Марта даже на мгновение потеряла дар речи. Её брат Ян… нет, не так — аббат Ян, священник-бенедиктинец, настоятель тынецкого монастыря, ведущий теологические беседы с Великим Здрайцей?!
— И о чём же ты хотел с ним поговорить? — выдавила она наконец.
— О многом, — бледное лицо аббата в обрамлении предрассветной дымки было сейчас серьёзным и немного грустным. — О том, о чём намекнул, но не договорил он сам. О том, почему он спас тебя — а по большому счёту и меня с Михалом — отпустив принадлежавшую ему душу, вложив её в мёртвого и ничего не потребовав взамен? Да и вообще: откуда он взял эту душу, почему всё же решился с ней расстаться, хоть и жалел потом?

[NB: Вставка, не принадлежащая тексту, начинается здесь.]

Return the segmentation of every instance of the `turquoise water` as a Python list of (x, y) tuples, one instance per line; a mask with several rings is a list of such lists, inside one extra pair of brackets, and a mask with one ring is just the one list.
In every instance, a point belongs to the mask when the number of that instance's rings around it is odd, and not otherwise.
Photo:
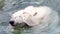
[[(0, 0), (0, 34), (15, 34), (9, 29), (10, 15), (24, 9), (27, 6), (49, 6), (56, 10), (60, 16), (60, 0)], [(55, 33), (47, 32), (43, 34), (60, 34), (60, 23), (56, 26)], [(57, 28), (58, 27), (58, 28)], [(49, 30), (48, 30), (49, 31)]]

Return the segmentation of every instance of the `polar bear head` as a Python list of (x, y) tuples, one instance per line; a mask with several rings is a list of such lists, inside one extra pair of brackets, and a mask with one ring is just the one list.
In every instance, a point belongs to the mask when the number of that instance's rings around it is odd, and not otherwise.
[[(27, 25), (32, 26), (33, 24), (37, 24), (37, 23), (33, 23), (32, 21), (32, 15), (36, 15), (37, 12), (33, 11), (35, 10), (33, 6), (29, 6), (27, 8), (25, 8), (24, 10), (20, 10), (18, 12), (15, 12), (12, 16), (11, 19), (9, 21), (9, 23), (12, 26), (15, 26), (17, 23), (26, 23)], [(33, 12), (33, 13), (32, 13)]]

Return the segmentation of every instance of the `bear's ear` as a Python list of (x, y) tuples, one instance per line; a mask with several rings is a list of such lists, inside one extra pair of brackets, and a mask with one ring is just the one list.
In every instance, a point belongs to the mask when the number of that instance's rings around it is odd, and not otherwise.
[(33, 14), (33, 16), (35, 16), (35, 15), (37, 15), (37, 12), (35, 12), (35, 13)]

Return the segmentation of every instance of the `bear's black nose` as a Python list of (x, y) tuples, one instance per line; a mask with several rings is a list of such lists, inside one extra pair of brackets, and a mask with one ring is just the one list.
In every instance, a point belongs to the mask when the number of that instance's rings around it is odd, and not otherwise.
[(12, 26), (15, 26), (15, 25), (14, 25), (14, 21), (9, 21), (9, 23), (10, 23)]

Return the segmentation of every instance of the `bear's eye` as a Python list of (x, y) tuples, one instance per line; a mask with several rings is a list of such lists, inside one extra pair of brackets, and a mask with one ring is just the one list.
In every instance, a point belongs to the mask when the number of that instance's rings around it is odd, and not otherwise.
[(35, 16), (36, 14), (37, 14), (37, 12), (35, 12), (33, 16)]
[(21, 16), (19, 16), (19, 18), (22, 18)]

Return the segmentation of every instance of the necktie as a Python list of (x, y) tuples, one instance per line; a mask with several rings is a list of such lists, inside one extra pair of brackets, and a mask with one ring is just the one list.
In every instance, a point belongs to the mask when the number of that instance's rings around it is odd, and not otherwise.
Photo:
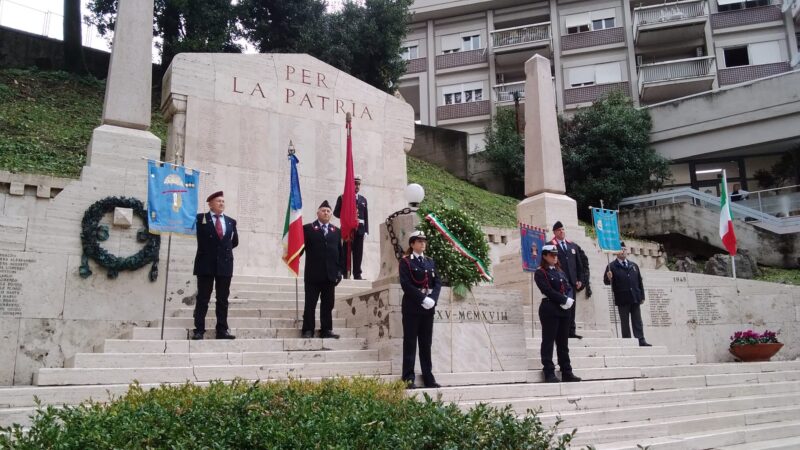
[(219, 214), (214, 214), (214, 217), (217, 218), (216, 222), (214, 223), (214, 228), (217, 229), (217, 236), (222, 239), (222, 218), (219, 216)]
[(622, 261), (622, 267), (628, 268), (628, 261)]
[(567, 253), (567, 243), (564, 241), (561, 241), (561, 250), (563, 250), (564, 253)]
[(323, 236), (327, 236), (328, 235), (328, 225), (327, 224), (322, 226), (322, 235)]

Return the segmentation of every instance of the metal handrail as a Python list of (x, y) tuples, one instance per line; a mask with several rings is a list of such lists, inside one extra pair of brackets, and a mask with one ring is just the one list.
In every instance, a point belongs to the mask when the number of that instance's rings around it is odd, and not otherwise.
[(645, 83), (706, 77), (714, 74), (714, 57), (701, 56), (653, 64), (642, 64), (639, 69), (639, 92)]
[(490, 35), (492, 37), (492, 48), (547, 41), (552, 37), (550, 22), (493, 30)]
[(641, 6), (633, 10), (633, 29), (652, 23), (675, 22), (708, 16), (705, 0), (685, 0), (661, 5)]
[[(717, 197), (716, 195), (700, 192), (690, 187), (683, 187), (678, 189), (672, 189), (669, 191), (653, 192), (650, 194), (637, 195), (635, 197), (624, 198), (622, 199), (622, 201), (620, 201), (619, 207), (620, 209), (622, 209), (622, 207), (624, 206), (635, 207), (641, 204), (651, 204), (646, 206), (653, 206), (657, 204), (664, 204), (664, 201), (666, 201), (667, 204), (688, 202), (692, 203), (695, 206), (699, 206), (706, 209), (718, 210), (720, 207), (719, 197)], [(794, 232), (793, 230), (786, 231), (786, 229), (792, 227), (796, 228), (798, 227), (798, 225), (800, 225), (800, 216), (776, 217), (753, 208), (742, 206), (735, 202), (731, 202), (730, 205), (734, 218), (738, 220), (747, 219), (746, 220), (747, 223), (769, 229), (776, 233)]]

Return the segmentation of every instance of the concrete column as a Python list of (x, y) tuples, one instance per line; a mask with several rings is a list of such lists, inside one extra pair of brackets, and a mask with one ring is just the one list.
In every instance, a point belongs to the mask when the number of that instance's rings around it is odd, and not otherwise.
[[(433, 20), (428, 21), (428, 91), (425, 95), (428, 97), (428, 117), (430, 118), (429, 125), (436, 126), (436, 105), (439, 100), (436, 98), (436, 37), (434, 36)], [(420, 83), (420, 86), (422, 83)]]
[(186, 96), (170, 94), (161, 105), (167, 130), (166, 160), (183, 164), (186, 155)]
[(492, 107), (489, 113), (494, 117), (497, 111), (497, 102), (494, 99), (494, 85), (497, 83), (497, 67), (494, 61), (494, 41), (492, 40), (494, 31), (494, 11), (486, 11), (486, 51), (489, 61), (489, 98), (492, 100)]
[(627, 41), (628, 53), (628, 84), (631, 87), (631, 99), (633, 106), (639, 106), (639, 75), (636, 72), (636, 42), (633, 40), (633, 15), (631, 14), (630, 0), (622, 0), (622, 13), (624, 19), (622, 26), (625, 27), (625, 40)]
[(103, 124), (150, 128), (153, 1), (120, 0), (106, 80)]
[(794, 61), (797, 57), (797, 29), (794, 26), (794, 16), (792, 16), (792, 8), (789, 8), (783, 14), (784, 21), (786, 22), (786, 44), (789, 50), (789, 62)]
[(558, 0), (550, 0), (550, 35), (553, 37), (553, 65), (555, 67), (556, 106), (564, 112), (564, 70), (561, 68), (561, 26), (558, 18)]

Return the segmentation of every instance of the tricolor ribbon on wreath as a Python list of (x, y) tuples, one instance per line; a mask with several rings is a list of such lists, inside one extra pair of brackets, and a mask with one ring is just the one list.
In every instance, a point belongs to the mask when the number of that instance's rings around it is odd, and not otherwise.
[(489, 269), (486, 268), (486, 265), (483, 263), (483, 261), (481, 261), (477, 256), (473, 255), (469, 249), (464, 247), (464, 244), (462, 244), (461, 241), (459, 241), (458, 238), (455, 237), (453, 233), (451, 233), (450, 230), (448, 230), (447, 227), (439, 221), (438, 217), (433, 214), (428, 214), (425, 216), (425, 220), (430, 222), (430, 224), (433, 225), (433, 227), (436, 228), (436, 230), (442, 236), (444, 236), (447, 242), (449, 242), (458, 253), (472, 261), (472, 263), (475, 264), (475, 267), (478, 269), (478, 273), (480, 273), (486, 281), (491, 282), (494, 280), (494, 278), (492, 278), (492, 274), (489, 273)]

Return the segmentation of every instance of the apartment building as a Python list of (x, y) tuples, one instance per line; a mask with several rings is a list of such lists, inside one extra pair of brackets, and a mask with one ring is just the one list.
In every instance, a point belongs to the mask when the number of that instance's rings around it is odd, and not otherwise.
[[(534, 54), (551, 61), (563, 114), (615, 89), (639, 107), (681, 103), (798, 63), (800, 0), (416, 0), (411, 11), (400, 93), (418, 123), (467, 132), (470, 153), (483, 149), (498, 108), (513, 107), (515, 96), (524, 102), (523, 66)], [(794, 107), (800, 120), (800, 101)], [(748, 151), (733, 160), (743, 182)], [(753, 167), (780, 151), (757, 149)], [(695, 163), (719, 158), (699, 148), (671, 159), (680, 163), (676, 185), (686, 185)]]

Не из Преисподней же он её извлёк?! О, у меня к нему было бы множество вопросов, и, думаю, на многие из них он смог бы ответить — вот только захотел ли?.. Где обретаются погубленные, проданные Нечистому души людские? В аду? Или всё же нет? Опять же — зачем Дьяволу души? Что ему с них? Неужели ему просто доставляет удовольствие соблазнять и мучить малых сих? И так ли уж они мучаются? — если только что он сам кричал, что муки освобождают, забыв сказать: от чего именно они освобождают! Многое хотел бы я у него спросить, даже зная, что грех это, и что верить Дьяволу нельзя; да скорее всего, он не захотел бы отвечать мне — и всё же…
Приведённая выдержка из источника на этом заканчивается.